Currently, personalized vaccine treatment, as a new method of tumour treatment, should be give more attention and deeply explored. First, as cancer vaccine are based on neoantigen, it is the very important to analyse neoantigens quickly and accurately. WES data alone does not reflect the transcription characteristics of genes. Compared to WES, integrated analyses combined with measurement of mRNA expression – for example, combined analysis of gene mutations, HLA affinity, wild-type gene profiles, HLA affinity, transcription of mutant genes, mutant gene sharing, etc., as mentioned above – may be a more accurate method for neoantigen analysis. Second, immune recognition of mutation-derived epitopes driven by MHC II molecules and CD4+ T cells is also very important[29–31]. Both MHC class I- and II-restricted neoantigens should be analyzed in designing mRNA vaccine therapies. Third, nanoliposomes, the tumour vaccine carrier currently used in practice, may currently be one of the most important vaccine delivery platforms. Nanoliposomes deliver vaccine components into antigen-presenting cells (APCs), especially dendritic cells (DCs). It is indisputable that an efficient and accurate drug delivery platform for delivering vaccines into APC cells is one of the important requirements for the success of vaccine treatment[32, 33]. In addition, peptide vaccines combined with PD-1 immune checkpoint inhibitors have exhibited promising efficacy outcomes in patients with non-small cell lung cancer, melanoma and human papillomavirus 16-related cancer. Combination with PD-1 inhibitors has historically been a ommon method used in clinical trial for tumour vaccines. However, we must pay close attention to the adverse reactions caused by the application of PD-1 inhibitors.
However, the limitations of this study should also be pointed out. First, this study is a single case report, and further study in clinical trials is needed to confirm the efficacy and safety of personalized neoantigen-based immunotherapies in the treatment of advanced ESCC. Second, this patient is an esophageal cancer patient with lymph node metastasis. There was no tumor metastasis to organs. Patients with metastasis to lymph nodes, which are rich in immune cells, may be more likely to benefit from immunotherapy. It is unclear whether patients with esophageal cancer with organ metastasis can benefit from RNA vaccine treatment. Clinical studies need to include more patients with organ metastases to determine whether such patients with esophageal cancer can benefit from RNA vaccine treatment. Third, antigen-specific TCR sequences activated by the 20 neoantigens could be better analysed separately, as this approach could more accurately show the tumour-specific immune responses activated by the sequenced neoantigens in the future. The timing and dosage of PD-1 inhibitors could also be further explored to prevent the occurrence of moderate to severe adverse reactions related to immunotherapy in thefuture.

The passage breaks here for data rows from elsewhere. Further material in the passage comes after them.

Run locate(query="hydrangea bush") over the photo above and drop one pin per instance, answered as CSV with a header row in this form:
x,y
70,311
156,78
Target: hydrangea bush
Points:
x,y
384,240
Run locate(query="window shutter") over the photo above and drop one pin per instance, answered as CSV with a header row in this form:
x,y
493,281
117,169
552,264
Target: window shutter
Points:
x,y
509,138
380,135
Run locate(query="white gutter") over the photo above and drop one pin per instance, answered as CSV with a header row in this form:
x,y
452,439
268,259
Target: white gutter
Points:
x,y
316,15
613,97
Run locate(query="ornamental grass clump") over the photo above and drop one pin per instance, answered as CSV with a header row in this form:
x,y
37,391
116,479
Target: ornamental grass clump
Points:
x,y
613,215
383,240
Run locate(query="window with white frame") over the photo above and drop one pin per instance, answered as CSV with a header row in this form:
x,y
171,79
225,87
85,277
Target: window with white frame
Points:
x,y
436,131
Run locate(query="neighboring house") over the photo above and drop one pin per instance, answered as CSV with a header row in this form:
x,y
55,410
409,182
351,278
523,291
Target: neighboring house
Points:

Herein, we reported the first case of personalized vaccine therapy with polyneoantigen-coding mRNA in a patient with MSI-L and TMB-L advanced esophageal cancer, who achieved PR. This case indicated that combining the personalized mRNA vaccine with PD-1 blockade may be an effective treatment strategy for advanced esophageal cancer. The therapies combined with vaccine therapy in vivo remain to be further explored.